Studies have demonstrated a relationship between mammographic texture and breast cancer risk. To date, texture analysis has been limited by tissue superimposition in mammography. Digital Breast Tomosynthesis (DBT) is a novel x-ray imaging modality in which 3D images of the breast are reconstructed from a limited number of source projections. Tomosynthesis alleviates the effect of tissue superimposition and offers the ability to perform tomographic texture analysis; having the potential to ultimately yield more accurate measures of risk. In this study, we analyzed texture in DBT and digital mammography (DM). Our goal was to compare tomographic versus mammographic texture characterization and evaluate the robustness of texture descriptors in reflecting characteristic parenchymal properties. We analyzed DBT and DM images from 40 women with recently detected abnormalities and/or previously diagnosed breast cancer. Texture features, previously shown to correlate with risk, were computed from the retroareolar region. We computed the texture correlation between (i) the DBT and DM, and (ii) between contralateral and ipsilateral breasts.

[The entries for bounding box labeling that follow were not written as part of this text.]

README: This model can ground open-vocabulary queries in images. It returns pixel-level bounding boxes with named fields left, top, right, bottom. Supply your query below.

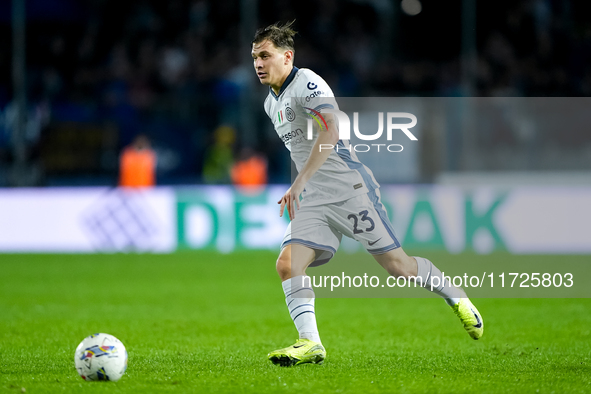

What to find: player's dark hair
left=252, top=20, right=297, bottom=52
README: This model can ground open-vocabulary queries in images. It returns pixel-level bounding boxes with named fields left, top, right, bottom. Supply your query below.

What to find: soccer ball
left=74, top=334, right=127, bottom=382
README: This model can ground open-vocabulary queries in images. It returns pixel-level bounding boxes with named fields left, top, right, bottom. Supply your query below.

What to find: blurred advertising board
left=0, top=185, right=591, bottom=254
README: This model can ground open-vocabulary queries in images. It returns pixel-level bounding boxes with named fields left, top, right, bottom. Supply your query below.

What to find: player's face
left=252, top=40, right=291, bottom=88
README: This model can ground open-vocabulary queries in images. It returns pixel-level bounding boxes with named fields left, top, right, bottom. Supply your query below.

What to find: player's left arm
left=277, top=114, right=339, bottom=220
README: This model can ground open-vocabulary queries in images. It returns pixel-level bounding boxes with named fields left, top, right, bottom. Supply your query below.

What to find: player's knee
left=388, top=255, right=417, bottom=278
left=276, top=253, right=291, bottom=281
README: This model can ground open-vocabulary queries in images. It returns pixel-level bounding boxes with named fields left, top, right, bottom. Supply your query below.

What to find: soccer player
left=252, top=22, right=483, bottom=366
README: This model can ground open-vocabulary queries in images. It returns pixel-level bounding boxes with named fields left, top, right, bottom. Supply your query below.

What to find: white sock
left=415, top=256, right=466, bottom=306
left=281, top=275, right=322, bottom=343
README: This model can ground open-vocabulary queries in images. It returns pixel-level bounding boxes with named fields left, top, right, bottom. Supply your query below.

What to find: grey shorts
left=281, top=189, right=400, bottom=267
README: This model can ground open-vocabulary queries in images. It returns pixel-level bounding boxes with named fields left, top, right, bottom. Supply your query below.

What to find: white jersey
left=265, top=67, right=379, bottom=205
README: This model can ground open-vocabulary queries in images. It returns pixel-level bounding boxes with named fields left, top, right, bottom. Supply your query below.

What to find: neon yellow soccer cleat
left=268, top=339, right=326, bottom=367
left=451, top=298, right=484, bottom=339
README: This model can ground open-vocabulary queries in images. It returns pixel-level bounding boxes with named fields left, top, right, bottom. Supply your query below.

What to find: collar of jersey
left=269, top=66, right=299, bottom=100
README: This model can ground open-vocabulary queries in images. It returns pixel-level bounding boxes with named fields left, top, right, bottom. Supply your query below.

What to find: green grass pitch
left=0, top=252, right=591, bottom=393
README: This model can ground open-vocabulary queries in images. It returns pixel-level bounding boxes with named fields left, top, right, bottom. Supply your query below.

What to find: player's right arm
left=277, top=114, right=339, bottom=220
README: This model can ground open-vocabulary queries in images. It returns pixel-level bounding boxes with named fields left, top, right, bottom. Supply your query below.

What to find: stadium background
left=0, top=0, right=591, bottom=392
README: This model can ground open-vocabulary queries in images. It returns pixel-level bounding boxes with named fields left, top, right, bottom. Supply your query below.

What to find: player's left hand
left=277, top=180, right=304, bottom=220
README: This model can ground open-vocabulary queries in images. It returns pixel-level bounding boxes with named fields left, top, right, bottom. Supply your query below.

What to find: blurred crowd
left=0, top=0, right=591, bottom=185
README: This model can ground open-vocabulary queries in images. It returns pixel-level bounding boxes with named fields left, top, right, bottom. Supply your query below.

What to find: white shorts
left=281, top=190, right=400, bottom=267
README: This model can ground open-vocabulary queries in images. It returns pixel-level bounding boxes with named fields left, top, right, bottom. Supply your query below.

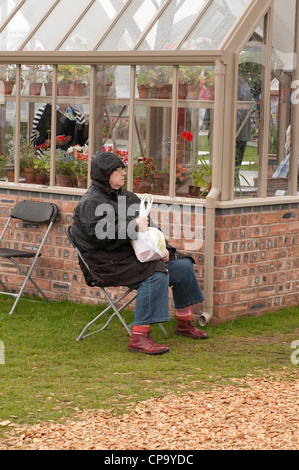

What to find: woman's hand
left=136, top=216, right=148, bottom=232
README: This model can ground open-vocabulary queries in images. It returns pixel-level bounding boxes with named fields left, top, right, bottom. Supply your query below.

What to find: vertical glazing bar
left=170, top=65, right=179, bottom=197
left=50, top=64, right=57, bottom=186
left=14, top=64, right=21, bottom=183
left=288, top=1, right=299, bottom=196
left=258, top=7, right=273, bottom=197
left=87, top=65, right=97, bottom=187
left=127, top=65, right=136, bottom=191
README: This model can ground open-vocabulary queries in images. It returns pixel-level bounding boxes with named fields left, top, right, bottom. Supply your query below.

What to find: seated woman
left=72, top=152, right=208, bottom=354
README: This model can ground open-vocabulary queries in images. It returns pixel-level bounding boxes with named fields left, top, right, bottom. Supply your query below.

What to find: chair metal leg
left=77, top=288, right=137, bottom=341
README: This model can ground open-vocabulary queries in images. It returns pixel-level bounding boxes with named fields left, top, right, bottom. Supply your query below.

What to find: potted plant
left=180, top=65, right=203, bottom=99
left=156, top=65, right=173, bottom=99
left=20, top=142, right=37, bottom=184
left=55, top=149, right=75, bottom=186
left=67, top=145, right=88, bottom=188
left=34, top=144, right=51, bottom=184
left=0, top=64, right=17, bottom=95
left=133, top=157, right=156, bottom=193
left=136, top=65, right=158, bottom=98
left=57, top=64, right=90, bottom=96
left=0, top=152, right=8, bottom=177
left=23, top=65, right=44, bottom=96
left=182, top=131, right=212, bottom=197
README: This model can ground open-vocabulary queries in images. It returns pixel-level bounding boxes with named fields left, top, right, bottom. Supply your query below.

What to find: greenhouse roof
left=0, top=0, right=256, bottom=53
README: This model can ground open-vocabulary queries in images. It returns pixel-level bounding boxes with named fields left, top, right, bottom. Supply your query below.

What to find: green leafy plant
left=0, top=152, right=8, bottom=176
left=0, top=64, right=17, bottom=82
left=20, top=142, right=37, bottom=170
left=133, top=157, right=156, bottom=187
left=67, top=145, right=88, bottom=176
left=136, top=65, right=158, bottom=88
left=23, top=65, right=45, bottom=82
left=182, top=131, right=212, bottom=197
left=179, top=65, right=204, bottom=85
left=34, top=151, right=51, bottom=176
left=57, top=64, right=90, bottom=83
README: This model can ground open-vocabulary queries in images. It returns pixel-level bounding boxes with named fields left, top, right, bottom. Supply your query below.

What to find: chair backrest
left=10, top=200, right=58, bottom=224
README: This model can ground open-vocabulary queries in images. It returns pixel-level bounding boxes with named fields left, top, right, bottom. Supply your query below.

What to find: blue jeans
left=130, top=258, right=204, bottom=325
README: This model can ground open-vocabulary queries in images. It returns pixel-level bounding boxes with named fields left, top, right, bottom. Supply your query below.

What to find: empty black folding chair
left=66, top=226, right=167, bottom=341
left=0, top=200, right=58, bottom=314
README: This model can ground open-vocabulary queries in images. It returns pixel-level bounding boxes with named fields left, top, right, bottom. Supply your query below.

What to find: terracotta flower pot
left=137, top=85, right=150, bottom=98
left=157, top=84, right=172, bottom=99
left=30, top=82, right=43, bottom=96
left=56, top=175, right=73, bottom=188
left=188, top=85, right=200, bottom=100
left=77, top=176, right=87, bottom=188
left=3, top=81, right=15, bottom=95
left=23, top=168, right=35, bottom=184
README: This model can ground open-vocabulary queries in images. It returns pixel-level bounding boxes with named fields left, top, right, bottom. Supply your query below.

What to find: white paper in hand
left=131, top=194, right=166, bottom=263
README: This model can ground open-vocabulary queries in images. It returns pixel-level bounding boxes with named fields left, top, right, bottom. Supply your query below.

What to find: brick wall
left=0, top=189, right=299, bottom=322
left=214, top=204, right=299, bottom=320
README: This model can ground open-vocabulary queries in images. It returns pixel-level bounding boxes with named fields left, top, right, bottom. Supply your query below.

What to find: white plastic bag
left=131, top=194, right=166, bottom=263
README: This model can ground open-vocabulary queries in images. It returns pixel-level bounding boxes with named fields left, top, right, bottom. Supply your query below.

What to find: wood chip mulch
left=0, top=377, right=299, bottom=450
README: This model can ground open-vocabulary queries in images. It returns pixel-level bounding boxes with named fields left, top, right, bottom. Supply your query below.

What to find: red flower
left=182, top=131, right=193, bottom=142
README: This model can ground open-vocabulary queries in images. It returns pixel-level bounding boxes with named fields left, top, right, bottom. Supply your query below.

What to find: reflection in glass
left=98, top=0, right=162, bottom=51
left=138, top=0, right=204, bottom=50
left=60, top=0, right=126, bottom=51
left=181, top=0, right=250, bottom=50
left=234, top=37, right=263, bottom=197
left=25, top=0, right=88, bottom=51
left=0, top=0, right=53, bottom=51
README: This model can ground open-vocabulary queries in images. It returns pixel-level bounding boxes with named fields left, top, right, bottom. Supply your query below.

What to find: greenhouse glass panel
left=138, top=0, right=205, bottom=50
left=0, top=0, right=22, bottom=27
left=181, top=0, right=250, bottom=50
left=59, top=0, right=126, bottom=51
left=25, top=0, right=89, bottom=51
left=98, top=0, right=163, bottom=51
left=0, top=0, right=53, bottom=51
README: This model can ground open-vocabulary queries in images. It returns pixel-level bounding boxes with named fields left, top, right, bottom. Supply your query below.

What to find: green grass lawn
left=0, top=296, right=299, bottom=432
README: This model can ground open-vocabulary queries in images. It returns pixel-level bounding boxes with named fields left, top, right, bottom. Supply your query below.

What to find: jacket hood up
left=90, top=152, right=125, bottom=187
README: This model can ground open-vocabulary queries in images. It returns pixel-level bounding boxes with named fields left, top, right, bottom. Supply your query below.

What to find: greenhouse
left=0, top=0, right=299, bottom=324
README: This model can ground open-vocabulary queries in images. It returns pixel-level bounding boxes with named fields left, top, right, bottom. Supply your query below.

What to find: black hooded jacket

The effect of the gray-level quantization on the observed correlations was investigated. Low correlation was detected between DBT and DM features. The correlation between contralateral and ipsilateral breasts was significant for both modalities, and overall stronger for DBT. We observed that the selection of the gray-level quantization algorithm affects the detected correlations. The strong correlation between contralateral and ipsilateral breasts supports the hypothesis that parenchymal properties appear to be inherent in an individual woman; the texture of the unaffected breast could potentially be used as a marker of risk.

Paper Details

Date Published: 17 March 2008
PDF: 11 pages
Proc. SPIE 6915, Medical Imaging 2008: Computer-Aided Diagnosis, 69150A (17 March 2008); doi: 10.1117/12.773144
Show Author Affiliations
Despina Kontos, Univ. of Pennsylvania (United States)
Predrag R. Bakic, Univ. of Pennsylvania (United States)
Andrew D. A. Maidment, Univ. of Pennsylvania (United States)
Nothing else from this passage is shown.